第29話 より目にすると見えるアレ

「探偵さん……なんの為に? って顔をしているね?」


 当たり前だ……なんの為にそんな……面倒くさいことを……


「ふふ……知りたいかね?」


 ぐっ……検討もつかん。依頼内容も気になる……。ニヤつくオッサンはしゃくに障るが……


「ああ、知りたいな」 


「どうしても?」


 しつこいな……


「う……うん……」


「だが……タダでは教えられんな」


「……」


「では……ヒントをあげ……」


「いや。いらん」


「ふふふ……強情だね……では、当ててみたま……」


「いや、違う。もういい。めんどい」


「ふふふ……そう。私はめんどう……え!? めんど……!? ちょ……ちょっと待ちたまえ!」


「帰る。マスター……お代、ここに置いとくぞ」


「ま、ま、待ちたまえ! 君もさっきまでノリノリだったじゃあないか!」


 席を立とうとするオレにオッサンがしがみついてくる。


「お、おい! 離せオッサン!」


「き、君でもう5人目なんだ! 頼む! 行かないでくれ! いいじゃないか! 君も私と同じでこういうシチュエーションに憧れがあったんじゃあないのかね!?」


 そう言われれば確かにそうなのだが……


「うるさい! 離せオッサン! アンタめんどいし、馬鹿にされてるみたいで気分悪いんだよ!」


「ち、違うんだ! ちゃんとした依頼があるんだ! なにも君をからかうつもりなんてない! 頼む! 聞いてくれ! 頼むぅう!」

 

 ぐあああああ! このオッサン力が強いぃ……振りほどけん!

 

「わ、分かった……聞くだけ聞いてやる。だから離せ!」

 

「わ、分かった! ありがとう!」

 

 そう言ってオッサンはオレから手を話すとフゥフゥと息を荒げながら懐に手を入れて名刺を取り出した。

 

「私はこういう者だ」

 

 取り出された名刺に手を伸ばすと、オッサンが名刺を引っ込めた。

 

「じゃあな、オッサン」

 

 ハードボイルドに三度目はない。

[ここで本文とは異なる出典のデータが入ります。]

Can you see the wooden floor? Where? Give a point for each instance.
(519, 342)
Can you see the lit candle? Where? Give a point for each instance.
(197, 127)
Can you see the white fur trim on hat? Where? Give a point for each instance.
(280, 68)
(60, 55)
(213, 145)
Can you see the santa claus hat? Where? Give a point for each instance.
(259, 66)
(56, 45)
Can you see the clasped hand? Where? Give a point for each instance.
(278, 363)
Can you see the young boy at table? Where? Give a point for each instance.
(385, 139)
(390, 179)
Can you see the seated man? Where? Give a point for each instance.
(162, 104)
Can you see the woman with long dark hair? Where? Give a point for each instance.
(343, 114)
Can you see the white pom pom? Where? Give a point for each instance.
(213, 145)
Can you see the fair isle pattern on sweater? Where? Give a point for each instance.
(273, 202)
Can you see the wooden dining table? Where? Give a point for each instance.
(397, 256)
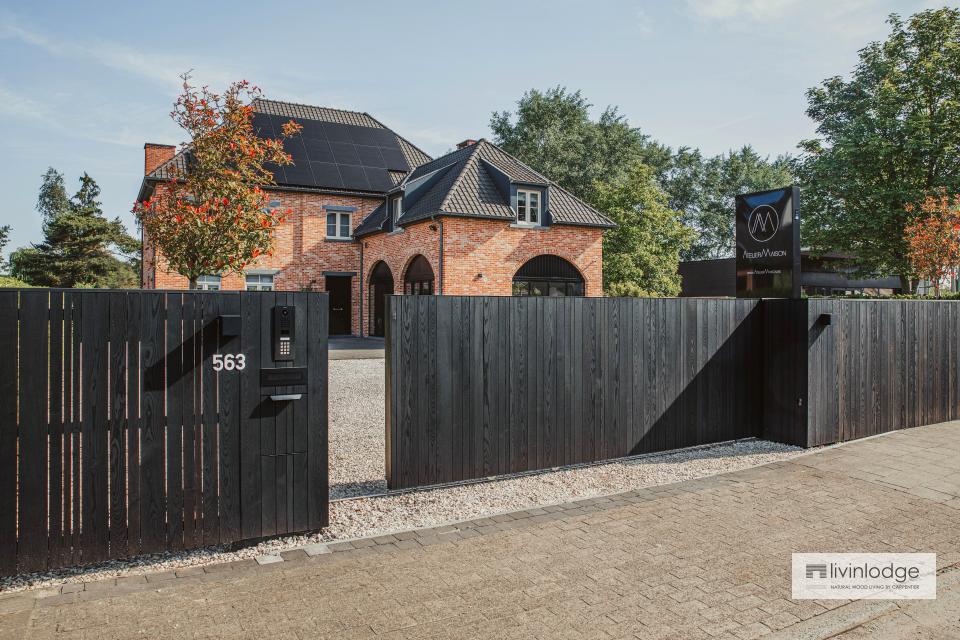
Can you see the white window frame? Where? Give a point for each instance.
(209, 283)
(338, 215)
(525, 217)
(396, 211)
(259, 284)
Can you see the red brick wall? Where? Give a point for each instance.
(474, 246)
(301, 251)
(398, 249)
(492, 248)
(497, 250)
(156, 154)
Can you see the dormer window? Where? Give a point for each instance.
(528, 207)
(396, 208)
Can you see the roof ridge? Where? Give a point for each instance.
(515, 158)
(546, 179)
(582, 201)
(456, 182)
(317, 106)
(405, 140)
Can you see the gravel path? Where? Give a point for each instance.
(356, 469)
(356, 428)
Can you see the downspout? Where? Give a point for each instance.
(361, 275)
(440, 223)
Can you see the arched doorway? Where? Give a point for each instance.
(381, 285)
(419, 277)
(547, 275)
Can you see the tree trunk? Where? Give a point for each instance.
(907, 285)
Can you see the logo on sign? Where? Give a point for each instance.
(763, 223)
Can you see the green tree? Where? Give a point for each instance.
(552, 132)
(80, 246)
(641, 255)
(4, 240)
(888, 136)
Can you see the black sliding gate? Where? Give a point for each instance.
(136, 422)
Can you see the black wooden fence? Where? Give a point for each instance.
(867, 366)
(485, 386)
(118, 436)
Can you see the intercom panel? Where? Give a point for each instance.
(284, 332)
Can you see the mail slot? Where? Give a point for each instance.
(285, 377)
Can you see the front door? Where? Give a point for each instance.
(338, 288)
(380, 292)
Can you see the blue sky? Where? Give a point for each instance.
(84, 85)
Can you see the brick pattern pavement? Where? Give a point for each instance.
(707, 558)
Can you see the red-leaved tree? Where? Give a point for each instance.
(211, 214)
(933, 238)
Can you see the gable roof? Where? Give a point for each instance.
(413, 155)
(474, 182)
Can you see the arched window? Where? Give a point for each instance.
(381, 285)
(419, 277)
(547, 275)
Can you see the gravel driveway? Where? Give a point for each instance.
(357, 474)
(356, 428)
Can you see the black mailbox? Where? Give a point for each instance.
(285, 377)
(284, 330)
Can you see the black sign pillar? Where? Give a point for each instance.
(768, 244)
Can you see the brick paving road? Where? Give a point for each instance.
(706, 558)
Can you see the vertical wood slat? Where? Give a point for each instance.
(153, 533)
(32, 504)
(229, 423)
(9, 328)
(118, 423)
(189, 388)
(99, 393)
(210, 328)
(135, 304)
(95, 426)
(486, 386)
(177, 364)
(250, 401)
(55, 430)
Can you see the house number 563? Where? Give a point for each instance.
(229, 362)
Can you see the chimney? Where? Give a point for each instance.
(156, 154)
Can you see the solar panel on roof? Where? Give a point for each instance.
(394, 159)
(345, 153)
(384, 138)
(278, 175)
(337, 132)
(262, 126)
(326, 174)
(294, 146)
(354, 177)
(299, 174)
(334, 155)
(311, 129)
(379, 179)
(364, 135)
(318, 150)
(370, 157)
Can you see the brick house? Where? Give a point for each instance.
(375, 215)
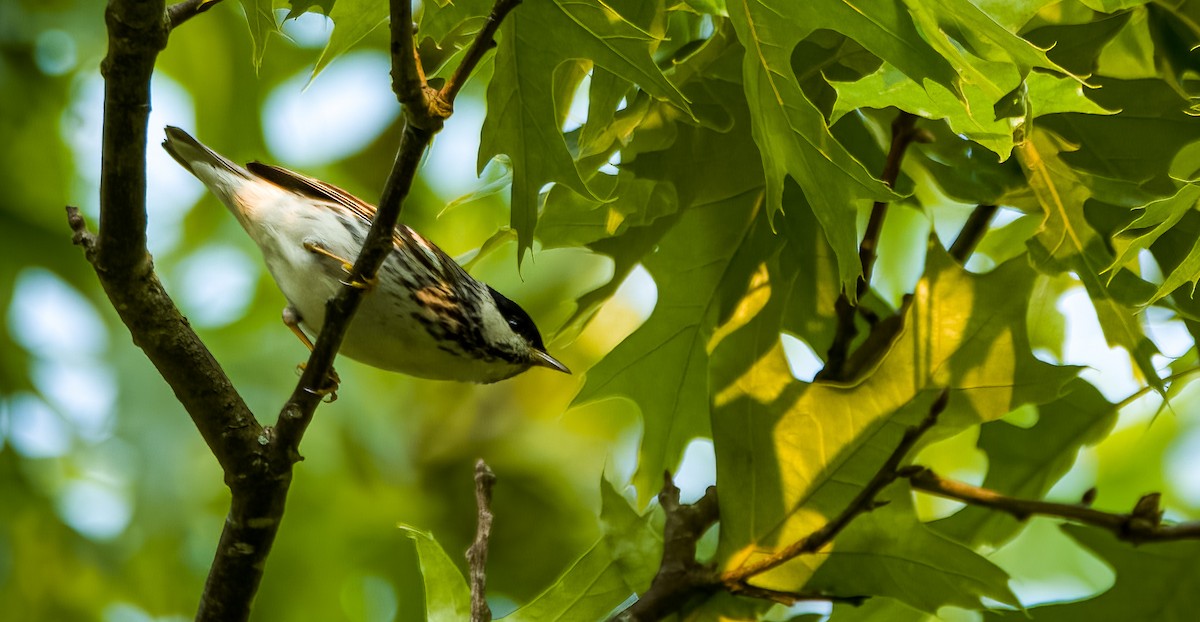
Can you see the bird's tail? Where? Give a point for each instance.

トルコアイス屋並のしつこいムーブにオレはもう付いて行けん。

 

「あああああああ! どうしてもやっちゃうんだよぉおおお! 弁護士! 私は弁護士だ! ほら! 名刺! 名刺!」


 差し出してきた名刺を再び引っ込められないよう、ひったくるように名刺を取る。

 見ると、名刺には黒い点が2つと、後は砂嵐のような不思議な模様で埋め尽くされていた。


「なんだこれは?」


「ふふふ……ステレオグラムってやつさ。いいかい? その二つの点が重なるように目の焦点を合わせると、その砂嵐の模様から私の名前が浮かび上がって……」


 オレはその場で名刺をハードボイルドに引き裂いた。